Blockchain is the underlying technology that makes the whole thing work. It is kind of a public, digital ledger of transactions. An analogy might help.
Think back to when people used a checkbook register to keep track of purchases and payments. Now extrapolate that to include countless transactions by millions of people, and imagine that copies of the register are held by thousands of computers. Each computer must verify a transaction before it can be noted in the register. Once verified, a transaction is written in permanent ink and can't be erased. When the register is filled, a new checkbook is started and stapled to the first. Eventually there's a chain of registers.
That's essentially what a blockchain is. And every transaction is pseudonymous, making cryptocurrency an ideal option for people looking to trade in private.
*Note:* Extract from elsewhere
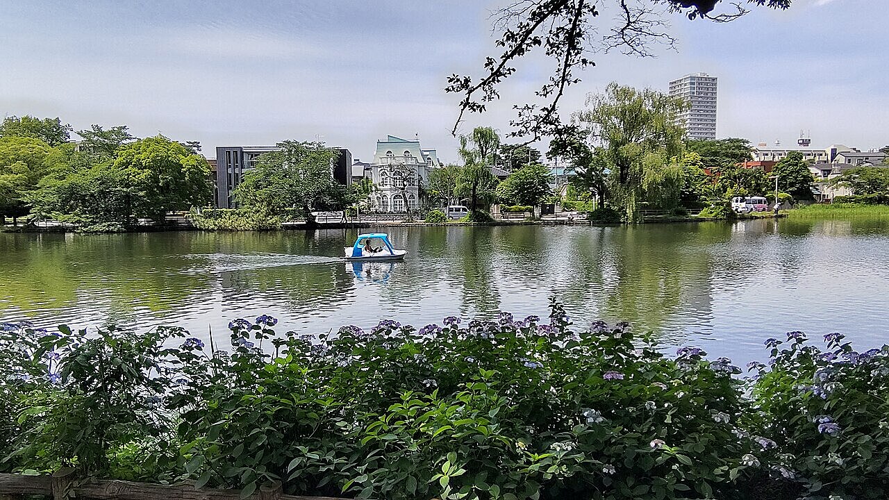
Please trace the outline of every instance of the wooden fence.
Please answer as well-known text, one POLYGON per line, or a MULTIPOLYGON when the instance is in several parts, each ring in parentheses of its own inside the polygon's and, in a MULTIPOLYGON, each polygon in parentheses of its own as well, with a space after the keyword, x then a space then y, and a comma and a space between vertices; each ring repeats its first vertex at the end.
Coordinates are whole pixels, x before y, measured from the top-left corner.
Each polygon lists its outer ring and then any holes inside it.
MULTIPOLYGON (((236 489, 197 489, 193 484, 151 484, 114 480, 80 480, 74 469, 61 469, 52 476, 0 474, 0 500, 27 496, 52 496, 53 500, 239 500, 236 489)), ((331 496, 284 495, 281 483, 260 487, 249 500, 342 500, 331 496)))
So far blockchain technology has been used to track financial transactions, but people are starting to explore its record-keeping capabilities in banking, sports, health care and even food safety. But that's another story.
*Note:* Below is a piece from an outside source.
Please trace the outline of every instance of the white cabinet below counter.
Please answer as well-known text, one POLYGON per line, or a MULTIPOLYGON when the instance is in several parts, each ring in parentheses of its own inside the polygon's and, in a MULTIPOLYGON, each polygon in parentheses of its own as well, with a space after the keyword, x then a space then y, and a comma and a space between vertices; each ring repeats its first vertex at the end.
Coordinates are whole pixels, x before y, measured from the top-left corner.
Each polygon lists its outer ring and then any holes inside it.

I want in. How do I get started?
You'll need two things to start trading crypto: An exchange and a wallet.
An exchange is what you need to convert your local currency, like the US dollar, into crypto. Think of it like the NYSE where cash is converted into stocks or other securities. A wallet is where you store your crypto and it's what allows you to send and receive crypto.
There are two main types of wallets: software and hardware. Software wallets run on an app or device and are useful if you want to actively trade. Hardware wallets are physical storage devices designed for holding crypto over the long term. It's a bit like a vault. The thing to know about hardware wallets is that, while they're highly secure, they're not ideal for people looking to make quick trades as it takes several hours or even days to get crypto out of them.
Many companies provide wallets or exchanges. Some, like Coinbase, the largest crypto exchange in the United States, offer both.”We think it's the best way to offer a new person in the ecosystem an easy entry point,” said Dan Romero, the GM of Coinbase Consumers.
But before you consider making a major investment, it's important to remember that cryptocurrency is new technology. Tread lightly. “You shouldn't put your life savings in it,” Romero warns.
It's also important to realize that once you make a trade, you can't reverse it. Be absolutely sure you are sending to the right person or institution. Mistakes cannot be undone. Oh, and there's no insurance, either — if someone hacks your wallet and swipes your bitcoin, tough luck. Some exchanges, like Coinbase, offer insurance against company-wide hacks though.
Trades are made using public and private keys. A public key is like an email address and a private key is like the password for that email account. If you have someone's address, you can send them an email, but you can't access their emails unless you also have their password.
That's how trading crypto works: You send and receive by giving out or using your public key but you have to keep your private key protected otherwise anyone can access your crypto.
What could possibly go wrong?
The biggest problem with cryptocurrencies is also what makes them so attractive to some investors: Their lack of regulation and decentralized nature provide buyers and sellers a degree of privacy they don't get from traditional investments.
But that also means there's little oversight or security and your investments are largely unprotected. That's prompted many central banks to warn against using cryptocurrencies, and Warren Buffett went so far as to say bitcoin is “probably rat poison squared.”
Even Goldman Sachs, which announced in May that it would launch a bitcoin trading desk, recently seemed less sure. Its mid-year economic report said cryptocurrency is “neither a medium of exchange, nor a unit of measurement, nor a store of value.” UBS has voiced similar concerns, saying cryptocurrency is too “unstable” to go mainstream.
Investing always carries some risk, but for now the world of cryptocurrency seems more Wild West than stock market. Anyone thinking of doing so should think twice. And perhaps think twice again.